I didn’t pray that the cancer be miraculously removed from my body, but that I would not disappoint God with any decision. I begged my Lord to point me in the right direction and stay with me, and that would be more than enough. But honestly, fear gripped me.
I knew of times in the Bible when God directed people in dreams. I could use some direction. I knew what lay in front of me was allowed by God. I knew He could bring great things out of the most miserable of situations. I trusted He would do just that, but I feared I might not understand the things that would be happening.  As I had repeatedly prayed in my life, “Please, my dear Lord, don’t allow me to disappoint You as I have so many times in my life.” The following morning, I awoke with a dream vividly still on my mind. I read where “dreams are the brain's attempt to make sense and a cohesive story out of randomly generated memories.” But there were no memories involved that would generate the dream I dreamed. 
In the dream, I was led into a cancer treatment room.  There was nothing in the room.  Each of the four walls of the bare room were made of thick white Styrofoam.  I curled up in a ball and pressed myself into a corner of the room. 
At the same time, I was part of the medical team.  I was the patient inside the room and part of the medical team outside the room, a scenario that is found only in dreams.

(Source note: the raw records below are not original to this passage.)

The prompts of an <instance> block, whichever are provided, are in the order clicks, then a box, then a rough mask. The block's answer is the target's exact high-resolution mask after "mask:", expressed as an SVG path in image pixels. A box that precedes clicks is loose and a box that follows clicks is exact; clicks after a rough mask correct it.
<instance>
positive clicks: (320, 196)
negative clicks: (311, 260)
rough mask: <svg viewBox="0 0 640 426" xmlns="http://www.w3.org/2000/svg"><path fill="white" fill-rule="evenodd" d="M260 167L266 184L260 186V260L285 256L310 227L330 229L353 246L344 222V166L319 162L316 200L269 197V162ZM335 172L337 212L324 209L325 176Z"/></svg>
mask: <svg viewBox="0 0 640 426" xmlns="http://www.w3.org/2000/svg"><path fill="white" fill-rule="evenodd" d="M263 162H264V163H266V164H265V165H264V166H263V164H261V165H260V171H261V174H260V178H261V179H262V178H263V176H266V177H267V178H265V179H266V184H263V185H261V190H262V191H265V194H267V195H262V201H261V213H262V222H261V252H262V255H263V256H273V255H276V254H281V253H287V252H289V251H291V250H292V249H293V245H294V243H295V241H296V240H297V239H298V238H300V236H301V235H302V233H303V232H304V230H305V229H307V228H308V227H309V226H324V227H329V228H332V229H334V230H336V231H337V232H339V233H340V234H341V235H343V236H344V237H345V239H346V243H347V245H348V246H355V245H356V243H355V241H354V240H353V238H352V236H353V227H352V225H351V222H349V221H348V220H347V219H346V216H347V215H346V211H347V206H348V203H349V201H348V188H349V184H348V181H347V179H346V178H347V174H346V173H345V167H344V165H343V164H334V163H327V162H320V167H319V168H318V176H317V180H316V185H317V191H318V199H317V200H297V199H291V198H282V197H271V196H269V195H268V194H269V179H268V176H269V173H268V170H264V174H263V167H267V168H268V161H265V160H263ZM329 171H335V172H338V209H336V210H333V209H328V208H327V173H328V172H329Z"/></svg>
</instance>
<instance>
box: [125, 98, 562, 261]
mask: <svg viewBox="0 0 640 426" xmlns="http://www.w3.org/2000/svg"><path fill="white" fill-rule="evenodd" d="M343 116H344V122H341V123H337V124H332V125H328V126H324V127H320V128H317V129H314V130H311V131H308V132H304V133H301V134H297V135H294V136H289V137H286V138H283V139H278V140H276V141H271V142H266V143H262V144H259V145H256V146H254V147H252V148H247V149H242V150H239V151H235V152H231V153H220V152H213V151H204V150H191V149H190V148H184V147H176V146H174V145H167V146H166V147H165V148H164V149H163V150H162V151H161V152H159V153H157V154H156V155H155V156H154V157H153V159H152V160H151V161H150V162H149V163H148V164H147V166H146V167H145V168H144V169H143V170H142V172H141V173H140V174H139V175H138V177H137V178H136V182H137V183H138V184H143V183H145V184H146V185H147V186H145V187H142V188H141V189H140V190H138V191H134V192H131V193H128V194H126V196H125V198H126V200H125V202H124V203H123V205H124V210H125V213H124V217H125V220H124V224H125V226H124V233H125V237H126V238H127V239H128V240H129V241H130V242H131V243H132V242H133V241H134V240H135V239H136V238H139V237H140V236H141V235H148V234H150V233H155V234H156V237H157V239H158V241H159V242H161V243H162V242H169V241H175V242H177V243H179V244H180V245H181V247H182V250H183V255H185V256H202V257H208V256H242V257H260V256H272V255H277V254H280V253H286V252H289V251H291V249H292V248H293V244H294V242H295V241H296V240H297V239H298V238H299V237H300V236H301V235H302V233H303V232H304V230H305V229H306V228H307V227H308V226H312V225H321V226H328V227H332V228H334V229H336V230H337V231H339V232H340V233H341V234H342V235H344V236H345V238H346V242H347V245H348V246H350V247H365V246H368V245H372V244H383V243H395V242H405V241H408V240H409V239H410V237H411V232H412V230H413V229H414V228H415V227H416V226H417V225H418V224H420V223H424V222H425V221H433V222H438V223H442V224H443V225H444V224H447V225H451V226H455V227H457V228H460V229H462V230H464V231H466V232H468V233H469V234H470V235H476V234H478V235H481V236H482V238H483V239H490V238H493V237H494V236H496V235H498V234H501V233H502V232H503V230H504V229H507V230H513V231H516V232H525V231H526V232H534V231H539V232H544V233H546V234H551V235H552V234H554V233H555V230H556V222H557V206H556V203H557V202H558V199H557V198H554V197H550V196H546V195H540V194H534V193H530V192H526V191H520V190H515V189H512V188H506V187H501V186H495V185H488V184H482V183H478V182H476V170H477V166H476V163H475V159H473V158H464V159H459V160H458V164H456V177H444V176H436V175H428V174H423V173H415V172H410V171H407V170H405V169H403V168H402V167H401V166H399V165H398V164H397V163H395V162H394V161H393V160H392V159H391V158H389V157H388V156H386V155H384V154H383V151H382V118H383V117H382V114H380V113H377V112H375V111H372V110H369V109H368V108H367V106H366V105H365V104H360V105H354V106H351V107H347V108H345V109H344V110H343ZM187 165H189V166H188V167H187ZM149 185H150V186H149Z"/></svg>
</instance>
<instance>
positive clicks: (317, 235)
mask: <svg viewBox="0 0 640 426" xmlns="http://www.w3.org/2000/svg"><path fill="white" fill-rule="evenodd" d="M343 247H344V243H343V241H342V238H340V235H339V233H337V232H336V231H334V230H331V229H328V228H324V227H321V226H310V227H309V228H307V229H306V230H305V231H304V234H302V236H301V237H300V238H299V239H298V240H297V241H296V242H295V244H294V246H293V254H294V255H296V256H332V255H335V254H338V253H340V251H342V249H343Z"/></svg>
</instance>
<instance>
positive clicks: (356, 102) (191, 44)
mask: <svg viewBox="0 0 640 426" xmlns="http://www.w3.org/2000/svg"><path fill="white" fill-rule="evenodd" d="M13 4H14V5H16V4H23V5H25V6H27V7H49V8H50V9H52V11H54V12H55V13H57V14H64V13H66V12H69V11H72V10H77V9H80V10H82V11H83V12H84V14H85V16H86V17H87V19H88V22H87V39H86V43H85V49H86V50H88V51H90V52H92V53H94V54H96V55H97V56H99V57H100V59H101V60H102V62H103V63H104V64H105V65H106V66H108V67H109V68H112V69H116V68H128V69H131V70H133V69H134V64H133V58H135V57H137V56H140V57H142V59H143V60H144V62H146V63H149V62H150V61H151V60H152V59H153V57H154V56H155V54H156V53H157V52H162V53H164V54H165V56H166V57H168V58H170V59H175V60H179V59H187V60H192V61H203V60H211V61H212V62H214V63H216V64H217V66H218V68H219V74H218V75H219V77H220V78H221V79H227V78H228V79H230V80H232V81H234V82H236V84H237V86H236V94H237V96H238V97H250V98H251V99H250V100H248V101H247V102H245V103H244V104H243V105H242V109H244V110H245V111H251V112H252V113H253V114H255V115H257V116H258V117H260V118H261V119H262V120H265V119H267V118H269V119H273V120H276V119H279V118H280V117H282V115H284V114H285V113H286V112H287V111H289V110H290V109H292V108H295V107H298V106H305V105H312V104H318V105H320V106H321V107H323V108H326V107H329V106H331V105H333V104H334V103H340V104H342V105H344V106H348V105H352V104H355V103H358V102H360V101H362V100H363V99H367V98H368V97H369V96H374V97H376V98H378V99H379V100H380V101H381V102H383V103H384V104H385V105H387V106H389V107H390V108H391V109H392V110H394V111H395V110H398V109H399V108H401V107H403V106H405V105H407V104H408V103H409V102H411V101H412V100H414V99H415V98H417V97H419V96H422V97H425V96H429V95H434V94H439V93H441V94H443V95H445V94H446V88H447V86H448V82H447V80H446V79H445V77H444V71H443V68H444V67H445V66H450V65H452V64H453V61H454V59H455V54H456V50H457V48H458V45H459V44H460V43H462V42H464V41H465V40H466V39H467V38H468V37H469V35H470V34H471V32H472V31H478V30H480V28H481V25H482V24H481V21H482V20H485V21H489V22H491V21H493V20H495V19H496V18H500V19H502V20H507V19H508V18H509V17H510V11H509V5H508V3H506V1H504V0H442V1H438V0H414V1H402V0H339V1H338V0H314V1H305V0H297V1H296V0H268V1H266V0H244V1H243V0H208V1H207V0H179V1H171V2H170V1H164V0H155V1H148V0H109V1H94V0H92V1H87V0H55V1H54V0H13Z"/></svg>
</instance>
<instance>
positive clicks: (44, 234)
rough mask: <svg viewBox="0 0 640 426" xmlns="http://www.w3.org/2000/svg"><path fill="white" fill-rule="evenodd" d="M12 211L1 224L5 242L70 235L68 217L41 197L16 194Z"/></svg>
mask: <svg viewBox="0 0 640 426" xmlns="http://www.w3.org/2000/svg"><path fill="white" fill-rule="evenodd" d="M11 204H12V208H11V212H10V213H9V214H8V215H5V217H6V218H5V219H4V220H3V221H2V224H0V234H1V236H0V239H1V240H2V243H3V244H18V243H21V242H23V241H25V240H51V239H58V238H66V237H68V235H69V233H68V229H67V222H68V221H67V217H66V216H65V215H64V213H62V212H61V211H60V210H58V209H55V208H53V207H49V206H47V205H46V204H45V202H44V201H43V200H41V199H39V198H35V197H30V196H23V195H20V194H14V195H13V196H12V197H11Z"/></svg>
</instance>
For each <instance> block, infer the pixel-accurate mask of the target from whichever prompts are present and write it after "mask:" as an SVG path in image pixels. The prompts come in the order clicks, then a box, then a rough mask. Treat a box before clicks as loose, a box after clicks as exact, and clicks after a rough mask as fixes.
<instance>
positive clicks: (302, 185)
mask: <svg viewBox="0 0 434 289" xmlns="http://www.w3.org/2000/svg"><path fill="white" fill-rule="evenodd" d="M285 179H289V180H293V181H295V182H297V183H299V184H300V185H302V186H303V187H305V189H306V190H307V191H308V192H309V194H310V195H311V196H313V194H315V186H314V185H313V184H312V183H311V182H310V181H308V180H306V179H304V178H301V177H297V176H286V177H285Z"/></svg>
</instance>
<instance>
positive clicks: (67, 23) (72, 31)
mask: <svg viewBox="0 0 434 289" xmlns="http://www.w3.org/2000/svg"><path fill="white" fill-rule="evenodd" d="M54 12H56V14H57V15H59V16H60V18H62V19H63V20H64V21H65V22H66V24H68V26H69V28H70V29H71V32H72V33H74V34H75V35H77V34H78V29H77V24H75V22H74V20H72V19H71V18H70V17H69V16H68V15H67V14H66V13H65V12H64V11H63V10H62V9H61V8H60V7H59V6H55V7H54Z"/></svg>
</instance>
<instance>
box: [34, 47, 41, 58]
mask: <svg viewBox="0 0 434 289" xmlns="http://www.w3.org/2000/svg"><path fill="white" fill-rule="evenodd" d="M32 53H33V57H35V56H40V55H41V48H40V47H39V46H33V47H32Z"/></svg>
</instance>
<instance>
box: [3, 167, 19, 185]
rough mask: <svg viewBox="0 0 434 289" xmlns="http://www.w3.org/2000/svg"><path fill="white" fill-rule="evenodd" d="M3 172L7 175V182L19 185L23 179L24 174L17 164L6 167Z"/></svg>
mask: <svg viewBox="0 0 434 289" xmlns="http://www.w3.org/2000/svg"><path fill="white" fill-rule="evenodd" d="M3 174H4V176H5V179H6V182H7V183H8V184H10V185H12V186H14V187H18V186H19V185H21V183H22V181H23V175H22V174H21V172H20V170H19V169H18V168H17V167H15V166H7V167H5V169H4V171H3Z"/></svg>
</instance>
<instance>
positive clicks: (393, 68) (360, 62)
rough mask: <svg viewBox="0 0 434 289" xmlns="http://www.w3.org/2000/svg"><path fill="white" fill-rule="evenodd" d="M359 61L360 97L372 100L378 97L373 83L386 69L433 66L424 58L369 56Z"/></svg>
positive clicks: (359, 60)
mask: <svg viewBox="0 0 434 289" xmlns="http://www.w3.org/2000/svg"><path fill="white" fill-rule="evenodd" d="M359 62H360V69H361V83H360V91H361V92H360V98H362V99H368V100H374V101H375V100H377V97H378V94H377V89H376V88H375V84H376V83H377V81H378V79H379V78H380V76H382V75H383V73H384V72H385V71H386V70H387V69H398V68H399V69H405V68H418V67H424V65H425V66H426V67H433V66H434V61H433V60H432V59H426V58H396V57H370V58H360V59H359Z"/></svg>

The team surrounded the free-standing room with its Styrofoam walls. Each doctor held a rifle-style gun, an instrument of destruction, in their hands. I knew it was over for me.  I was certainly going to die.  Their chosen treatment, their bullets, would rip through the Styrofoam walls. With each gun pointed directly at me from the other side of the walls, I saw no way I would survive their actions.  They successfully fired their loaded guns with precision. 
But the Styrofoam walls didn’t fall.  I looked closer and upon careful inspection, I saw the walls were not made of Styrofoam but of heavy white lumber. The bullets had failed to penetrate the heavy boards. I had survived their attack. I had survived their treatment though I was certain it was killing me.
I chose to have surgeries, chemotherapy, and other drug treatments. That was over seven years ago.  Each of the three members of my support team, made up of other cancer survivors or patients, have since died.  God has stayed with me throughout these years, more years than I had hoped to be granted.  I survived the treatments though many times I still felt I was dying. But the treatments did buy me at least three healthy years following the end of the sickening treatments. 
“And what do you hope to do with any remaining time that you might have?” people often inquired of me. I hope to slow down and stay on God’s wingtip as He takes me safely home.  I hope to knock down the walls I erected during my life with the sledgehammer of forgiveness.  I hope to allow God to carry the heavy stuff while I walk by His side. I hope to bring comfort to others and help them recognize God in their daily lives through my writing. I want to run with perseverance the race that lies before me. And maybe, just maybe, share a cupcake or two with my husband, piled high with fluffy white frosting, and beaten to perfection.